- Experiment with MTCNN
- Why some Neural Networks give biased results and some proposed solutions
- Credits and links for further reading
While taking the Fast-AI Practical Deep Learning for Coders course, Jeremy Howard (instructor for the course) was mentioning about various alumni of the course and among those people was Melissa Fabros. Melissa is working with Kiva which is a micro-lending organization in Africa, she helped the organization to build a facial recognition system for their use because the existing facial recognition systems were 30–40 times worse at recognizing black women than white men. According to Jeremy, “In fact, I think it was IBM system was like 99.8% accurate on common white face men versus 65% accurate on dark skinned women. So it’s like 30 or 40 times worse for black women versus white men. This is really important because for Kiva, black women perhaps are the most common user base for their micro lending platform.” Links to few of such studies could be found at the end of the article. I was curious after knowing this and wanted to find out more about it to know the reason behind such bias by computers.
Experiment with MTCNN
I downloaded MTCNN (Multi-task Cascaded Convolutional Networks) which was a pre-trained model that could perform facial detection. The MTCNN uses 3 networks. Firstly, the P-net(Proposal Network) which is a shallow network that proposes many windows which may contain faces.
The second network R-net(Refinement Network) refines the output of P-net and rejects many of the non-face windows. Lastly, the O-net(Output network) refines the output of R-net and also give the facial landmark positions.

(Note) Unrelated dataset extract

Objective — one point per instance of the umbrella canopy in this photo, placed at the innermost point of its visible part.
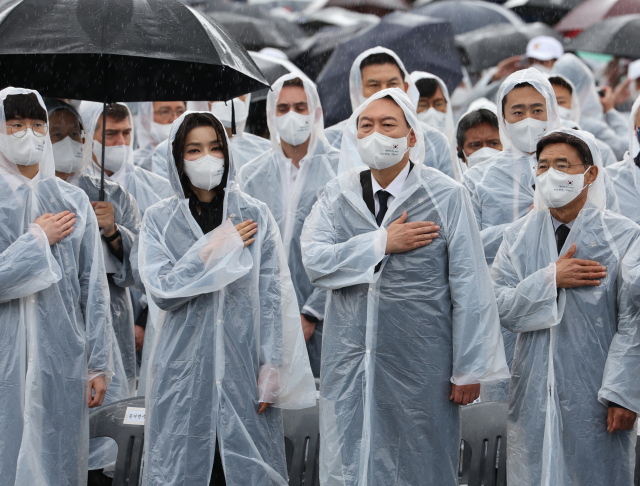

The reason for selecting MTCNN for the experiment were, that firstly, it was trained using WIDER-FACE and CelebA data set which are exhaustive datasets much bigger than VGG Face data set and secondly, that it is very fast in computation even on a CPU.
I downloaded the PyTorch implementation of the same from GitHub and fed many videos through the same. The videos contained wide variety of ethnic groups spread throughout the world.
Above is one of the video (out of the many) I tracked while conducting the experiment.
Conclusion of the experiment being that for practical purposes the MTCNN facial detection worked well and no noticeable gap was seen during the experiment which although was not the most exhaustive but was enough to depict the practical usage of most users.
Why some Neural Networks give biased results and some proposed solutions
Even though MTCNN gave good results on our test data, still we cannot deny the fact that some networks give biased results and same has been shown in many studies.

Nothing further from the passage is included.